Rosarno - Undici consiglieri comunali di Rosarno, dieci di minoranza e uno di maggioranza, sui 21 di cui è composto l'organismo, hanno rassegnato le dimissioni. Con la decisione degli 11 consiglieri si va verso lo scioglimento del consiglio comunale. Le dimissioni sono state presentate nelle mani del segretario comunale. Con lo scioglimento del consiglio si porrà fine con un anno di anticipo all'amministrazione guidata da Elisabetta Tripodi, eletta sindaco nel dicembre del 2010 a capo di una maggioranza composta dal Pd e dalla lista civica "Sinistra per Rosarno".
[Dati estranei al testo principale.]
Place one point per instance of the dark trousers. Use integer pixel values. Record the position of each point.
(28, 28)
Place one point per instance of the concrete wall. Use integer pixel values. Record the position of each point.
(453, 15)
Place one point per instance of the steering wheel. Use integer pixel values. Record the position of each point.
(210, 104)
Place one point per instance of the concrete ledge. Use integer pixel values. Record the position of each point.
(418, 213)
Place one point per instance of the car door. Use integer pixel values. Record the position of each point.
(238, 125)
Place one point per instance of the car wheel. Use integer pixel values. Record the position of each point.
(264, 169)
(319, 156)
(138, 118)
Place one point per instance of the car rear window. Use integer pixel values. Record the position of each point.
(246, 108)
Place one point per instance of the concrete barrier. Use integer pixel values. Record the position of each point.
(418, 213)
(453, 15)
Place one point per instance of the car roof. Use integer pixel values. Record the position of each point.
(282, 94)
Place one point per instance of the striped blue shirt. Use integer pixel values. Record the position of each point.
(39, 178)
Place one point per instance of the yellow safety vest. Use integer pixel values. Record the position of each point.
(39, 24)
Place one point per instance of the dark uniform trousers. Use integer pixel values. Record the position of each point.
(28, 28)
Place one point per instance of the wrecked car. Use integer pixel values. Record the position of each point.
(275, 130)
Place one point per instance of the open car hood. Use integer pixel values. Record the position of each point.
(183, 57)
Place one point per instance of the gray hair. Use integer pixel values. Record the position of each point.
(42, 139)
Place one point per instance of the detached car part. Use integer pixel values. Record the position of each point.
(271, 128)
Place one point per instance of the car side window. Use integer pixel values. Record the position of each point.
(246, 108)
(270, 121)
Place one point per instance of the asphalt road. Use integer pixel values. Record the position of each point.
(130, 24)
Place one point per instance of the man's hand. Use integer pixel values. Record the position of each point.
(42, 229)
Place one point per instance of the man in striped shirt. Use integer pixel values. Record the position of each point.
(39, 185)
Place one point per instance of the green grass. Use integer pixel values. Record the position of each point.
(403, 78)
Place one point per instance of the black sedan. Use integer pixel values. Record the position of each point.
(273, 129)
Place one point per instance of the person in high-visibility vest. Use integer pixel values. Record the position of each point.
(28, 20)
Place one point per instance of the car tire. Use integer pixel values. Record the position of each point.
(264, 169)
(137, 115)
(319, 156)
"Sono molto dispiaciuta - ha detto Tripodi - per il modo con cui è terminata questa Amministrazione. Dispiaciuta non tanto per me, che mi ero assunta una responsabilità enorme, ma perché eravamo riusciti ad avviare opere pubbliche per quasi 35 milioni di euro. Cosa mai avvenuta nella storia di Rosarno. Vado via con la coscienza a posto, consapevole di aver dato il massimo per la mia città". Nelle prossime ore il prefetto di Reggio Calabria, Claudio Sammartino, provvederà alla nomina di un commissario prefettizio che guiderà la città verso le nuove elezioni amministrative che avranno luogo nel 2016.
REAZIONI
Gianni Speranza (sindaco Lamezia): "Ho appena appreso dello scioglimento del Consiglio Comunale di Rosarno per le dimissioni contestuali di 11 consiglieri e la conseguente caduta da Sindaco di Elisabetta Tripodi. Sono veramente dispiaciuto. Voglio esprimere a Elisabetta Tripodi la mia vicinanza perchè in questi anni ho avuto modo di conoscerLa e apprezzarLa come Sindaco. Voglio manifestare la mia preoccupazione per lo stato di salute del centro-sinistra. Far venire meno la fiducia in una realtà difficile come quella di Rosarno al Sindaco, e chiudere anticipatamente un'esperienza certamente positiva nonostante le difficoltà e i limiti che qualunque amministratore è chiamato ad affrontare, è sintomo del venir meno di quella coesione e di quella motivazione ideale che sono alla base di ogni progetto di buon governo. Il mio auspicio è che gli amministratori di centro-sinistra non debbano mai più trovarsi nel futuro in queste condizioni".
Magorno, interrotta azione buongoverno
"Voglio esprimere, a nome dei democratici calabresi, la mia solidarietà ad Elisabetta Tripodi costretta ad interrompere la sua esperienza da sindaco di Rosarno a seguito delle dimissioni di undici consiglieri comunali di cui uno di maggioranza". Lo afferma il segretario regionale del Pd, Ernesto Magorno. "Chi si è assunto questa responsabilità - prosegue Magorno - ha scelto di interrompere l'azione di cambiamento e di buongoverno portata avanti da Elisabetta Tripodi, sindaco coraggioso, vera e propria bandiera di legalità, che ha testimoniato con passione ed azioni concrete la voglia di riscatto della sua città da ogni ombra e da ogni pressione della criminalità. Su quanto accaduto a Rosarno terremo una conferenza stampa, domani, nella sede della Federazione regionale del Pd a Lamezia. Con me saranno presenti l'on. Demetrio Battaglia, il segretario della Federazione provinciale di Reggio Calabria, Seby Romeo, e altri deputati e consiglieri regionali del Pd". "Non lasciamo sola Elisabetta Tripodi - conclude Magorno - e vogliamo, insieme, che l'azione di profondo rinnovamento e di affermazione delle legalità prosegua, senza alcuna incertezza, a Rosarno e in tutta la Calabria".